During the weeks leading up to the fall feast days this year, I was anxious, irritable and dreading the celebrations. Jon sensed how upset I was and tried to do all he could to help but the fact remained that, as is often the case, I simply didn’t want to participate and didn’t know why. A few days before the Feast of Tabernacles I asked Jon to give me a writing assignment (something I often do when experiencing “writers block,”) and he suggested that I write about the feast of tabernacles and its significance. The internal reaction I had to this was interesting, to say the least: frustration, irritation, anger, aversion and general feelings of hatred and animosity welled up inside of me. For obvious reasons, I thought this reaction might be a better topic to explore, and so I began to write.
As I honestly acknowledged my feelings through the keyboard, I realized for the first time that I’ve come to subconsciously associate the feast days with a pastor (we’ll call him “Dan”) we were in fellowship with long ago. I came to realize that there are wounds associated with this pastor’s treatment of me that run deep and have never been explored, let alone resolved. And while Jon stood up for me in some ways, in far too many he didn’t and I’ve never gotten over the feeling that maybe Dan was right about the things he said, or at least that maybe Jon thought they were true. Subconsciously, I began to experience an underlying bitterness toward those days which reminded me of Dan and brought all these emotions to the surface. On the feast days, my pain doesn’t sit quietly in the background.
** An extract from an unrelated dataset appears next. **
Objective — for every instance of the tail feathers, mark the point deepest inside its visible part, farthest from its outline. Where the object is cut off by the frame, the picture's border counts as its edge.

As I explained all this to Jon later that day, I told him that even though we’d eventually broken fellowship with Dan, Jon’s silence had always made me feel like he’d agreed with Dan’s opinion and actions toward me. It was the first time I’d ever realized or admitted that Dan’s treatment of me and Jon’s silence had been, and continued to be, a source of pain within our marriage. Jon assured me that he’d never agreed with Dan regarding these issues and admitted his own cowardice when it comes to confrontation, especially when it had come to opposing this man who had loomed so large and authoritatively in our lives. And so, I asked Jon to write a letter to Dan saying all that he should have said back then. I needed to hear Jon tell Dan that he was wrong about the way he’d treated me. I needed to hear my husband defend and support me. I needed to hear how he really felt, so that we could begin the process of healing that should have started long ago. I needed that particular part of our “patriarchal” mindset acknowledged and, somehow, broken.
Jon wrote the letter that same day and told Dan all the things he’d been too afraid to say before. It turned out to be a sort of “F-You” rant that we’ll never send, as it can’t be presented to Dan in love or edification. It’s raw and emotional and seething with anger and not at all what a good Christian ought to write. It’s beautiful.